The winner of the £30,000 prize will be announced at an award ceremony held at The Photographers’ Gallery on 12 May 2022. The exhibition of the shortlisted projects will be on show at The Photographers’ Gallery, London from 25 March – 12 June 2022. The exhibition will then travel to the Deutsche Börse’s headquarters in Eschborn/Frankfurt and be on display from 30 June 2022.
Gilles Peress on Paris Photo-Aperture Foundation PhotoBook of the Year Award shortlist
Whatever You Say, Say Nothing by Gilles Peress has been shortlisted for the 2021 Paris Photo-Aperture Foundation PhotoBook of the Year Award.
BookForum also named the volume one of the year’s outstanding art books, calling it “prodigious . . . a famously complex history as well as a complex argument about presenting that history,” that “revels in its formal indeterminacy”.
Whatever You Say, Say Nothing and its companion text-and-image volume, Annals of the North by Peress and Chris Klatell, continue to be featured in publications around the world, including recent articles in the Irish Times (“A staggering new view of the Troubles . . . Turning these pages, you feel the full weight of Peress’s helicoidal time: history repeating, violence feeding off violence, the deaths of one generation inspiring another”); Polka Magazine (“This is not a book, but a visual and literary monument . . . a sophisticated story, deeply personal and political”); ColdType (“no ordinary book . . . an endearingly extravagant show of affection for the people in the north of Ireland who endured so many years of blood, sweat and tears”); the Eye of Photography (a “tremendous achievement . . . a stupendous publication”); WOZ Die Wochenzeitung (“awesome . . . it takes days even to begin to understand the magnitude of what you have in front of you”); Spectrum Culture (“Annals of the North is an unforgettable marriage of text and image that tells a centuries-old tale of cruelty”); Die Tages Zeitung (“an unusual, impressive, amazing work that unfolds like a film”); and an interview on Radio France Internationale.
Fellow Magnum photographer Alec Soth explored the relationship of text and image in Whatever You Say, Say Nothing and Annals of the North on his Pictures and Words video series, explaining that the volumes aim for “what Werner Herzog called ecstatic truth”. “What I want to emphasize,” Soth says, “is just how damn good the pictures are.
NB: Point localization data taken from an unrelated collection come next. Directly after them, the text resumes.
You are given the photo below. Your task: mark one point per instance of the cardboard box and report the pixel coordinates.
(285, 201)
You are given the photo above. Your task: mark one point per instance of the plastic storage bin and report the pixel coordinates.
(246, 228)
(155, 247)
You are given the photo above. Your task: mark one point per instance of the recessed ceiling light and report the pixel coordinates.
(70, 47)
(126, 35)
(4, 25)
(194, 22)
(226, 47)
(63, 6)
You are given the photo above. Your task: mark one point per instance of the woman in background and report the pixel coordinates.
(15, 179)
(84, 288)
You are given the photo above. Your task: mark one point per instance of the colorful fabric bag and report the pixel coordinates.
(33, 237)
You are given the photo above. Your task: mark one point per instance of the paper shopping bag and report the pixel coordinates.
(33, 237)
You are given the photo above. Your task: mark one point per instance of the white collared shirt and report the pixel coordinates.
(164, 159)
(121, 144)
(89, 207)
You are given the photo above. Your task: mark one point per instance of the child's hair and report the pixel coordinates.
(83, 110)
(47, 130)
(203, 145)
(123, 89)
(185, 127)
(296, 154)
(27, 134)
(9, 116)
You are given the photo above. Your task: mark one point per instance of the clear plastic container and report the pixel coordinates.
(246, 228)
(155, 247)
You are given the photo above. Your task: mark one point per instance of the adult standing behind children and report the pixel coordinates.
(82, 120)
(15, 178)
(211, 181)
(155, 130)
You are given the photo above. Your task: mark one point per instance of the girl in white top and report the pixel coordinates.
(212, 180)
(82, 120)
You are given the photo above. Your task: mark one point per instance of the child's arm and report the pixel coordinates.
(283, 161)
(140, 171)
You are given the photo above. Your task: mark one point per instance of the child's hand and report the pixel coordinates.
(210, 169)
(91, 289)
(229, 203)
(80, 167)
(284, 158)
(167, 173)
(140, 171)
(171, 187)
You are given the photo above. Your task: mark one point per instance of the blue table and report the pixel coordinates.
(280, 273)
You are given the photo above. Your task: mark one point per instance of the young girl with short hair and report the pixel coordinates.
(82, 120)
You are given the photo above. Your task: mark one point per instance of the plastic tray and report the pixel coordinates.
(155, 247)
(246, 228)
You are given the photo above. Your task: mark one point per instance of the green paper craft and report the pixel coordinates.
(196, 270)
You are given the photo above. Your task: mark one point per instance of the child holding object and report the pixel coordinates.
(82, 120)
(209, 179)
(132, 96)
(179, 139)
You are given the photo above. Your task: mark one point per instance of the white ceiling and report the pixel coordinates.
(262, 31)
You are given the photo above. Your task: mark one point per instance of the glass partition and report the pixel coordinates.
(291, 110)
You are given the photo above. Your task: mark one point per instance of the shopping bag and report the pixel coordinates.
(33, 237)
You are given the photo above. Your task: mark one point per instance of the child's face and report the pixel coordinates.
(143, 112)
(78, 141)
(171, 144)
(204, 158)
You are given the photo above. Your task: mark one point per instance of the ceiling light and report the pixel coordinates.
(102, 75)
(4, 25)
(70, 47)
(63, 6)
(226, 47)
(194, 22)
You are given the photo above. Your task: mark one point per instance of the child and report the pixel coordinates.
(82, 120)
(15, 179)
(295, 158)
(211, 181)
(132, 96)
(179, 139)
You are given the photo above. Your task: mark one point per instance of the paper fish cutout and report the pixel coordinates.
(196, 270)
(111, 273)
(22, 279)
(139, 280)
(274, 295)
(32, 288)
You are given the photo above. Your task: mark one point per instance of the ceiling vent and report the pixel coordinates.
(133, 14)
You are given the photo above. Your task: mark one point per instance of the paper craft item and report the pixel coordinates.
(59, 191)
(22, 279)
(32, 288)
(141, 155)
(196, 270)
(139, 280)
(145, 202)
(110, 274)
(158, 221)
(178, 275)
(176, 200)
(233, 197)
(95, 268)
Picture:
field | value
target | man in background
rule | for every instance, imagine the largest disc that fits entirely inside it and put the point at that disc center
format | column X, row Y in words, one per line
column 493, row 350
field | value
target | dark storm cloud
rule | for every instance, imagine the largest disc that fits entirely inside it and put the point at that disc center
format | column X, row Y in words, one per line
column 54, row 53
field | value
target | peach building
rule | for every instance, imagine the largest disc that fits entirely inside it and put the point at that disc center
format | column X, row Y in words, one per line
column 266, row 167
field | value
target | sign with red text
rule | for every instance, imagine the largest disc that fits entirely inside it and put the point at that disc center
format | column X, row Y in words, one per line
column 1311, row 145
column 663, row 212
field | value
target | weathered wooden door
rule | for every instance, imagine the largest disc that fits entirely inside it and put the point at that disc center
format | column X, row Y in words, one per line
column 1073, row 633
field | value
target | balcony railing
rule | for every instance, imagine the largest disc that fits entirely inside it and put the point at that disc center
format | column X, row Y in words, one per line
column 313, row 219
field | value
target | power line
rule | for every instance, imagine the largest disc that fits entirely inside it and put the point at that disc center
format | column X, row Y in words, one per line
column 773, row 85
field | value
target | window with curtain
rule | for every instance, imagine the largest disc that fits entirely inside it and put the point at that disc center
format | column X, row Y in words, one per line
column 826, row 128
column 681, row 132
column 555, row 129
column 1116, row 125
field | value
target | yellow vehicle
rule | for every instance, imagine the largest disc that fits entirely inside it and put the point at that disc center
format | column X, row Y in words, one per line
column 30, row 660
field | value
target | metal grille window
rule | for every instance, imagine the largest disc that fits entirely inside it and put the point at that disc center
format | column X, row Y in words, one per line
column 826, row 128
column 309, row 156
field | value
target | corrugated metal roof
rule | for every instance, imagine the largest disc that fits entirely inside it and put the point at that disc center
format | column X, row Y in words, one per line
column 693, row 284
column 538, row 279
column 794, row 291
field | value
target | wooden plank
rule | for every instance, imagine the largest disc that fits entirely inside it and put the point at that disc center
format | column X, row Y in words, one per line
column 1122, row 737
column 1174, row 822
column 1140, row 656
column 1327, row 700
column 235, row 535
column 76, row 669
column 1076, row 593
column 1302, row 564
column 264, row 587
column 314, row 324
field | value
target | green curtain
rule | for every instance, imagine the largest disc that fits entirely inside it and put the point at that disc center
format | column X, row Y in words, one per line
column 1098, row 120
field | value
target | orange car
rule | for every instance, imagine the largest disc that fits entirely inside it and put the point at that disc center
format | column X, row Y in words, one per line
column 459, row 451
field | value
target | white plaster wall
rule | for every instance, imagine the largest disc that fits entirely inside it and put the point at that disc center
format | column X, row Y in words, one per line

When I looked at this book for the first time, I thought, ‘There’s no way these are all going to be good pictures. It’s impossible. And there’s no way it’s going to hold up for a thousand pages.’ But it does. . . . They’re just consistently unbelievable photographs. . . . Whatever You Say, Say Nothing defies all expectations.”
Round-up: recent press coverage of Magnum photographers
Nanna Heitmann’s images of Siberia, and an accompanying text, feature in a Financial Times article “Bangladesh to Siberia: four photographers capture the reality of climate change”.
As McCurry: Pursuit of Colour, a film about Steve McCurry’s life premieres at the biggest documentary film festival in the US, DOC NYC, the photographer gives two in-depth interviews, one to The Art Newspaper (“Fabled Magnum photojournalist expresses continued belief in Western documentary photography as film on his life premieres at DOC NYC”) and a second to The Times (“The septuagenarian photojournalist talks to Oliver Smith about a lifetime of portraits and that haunting image of a young Afghan girl”).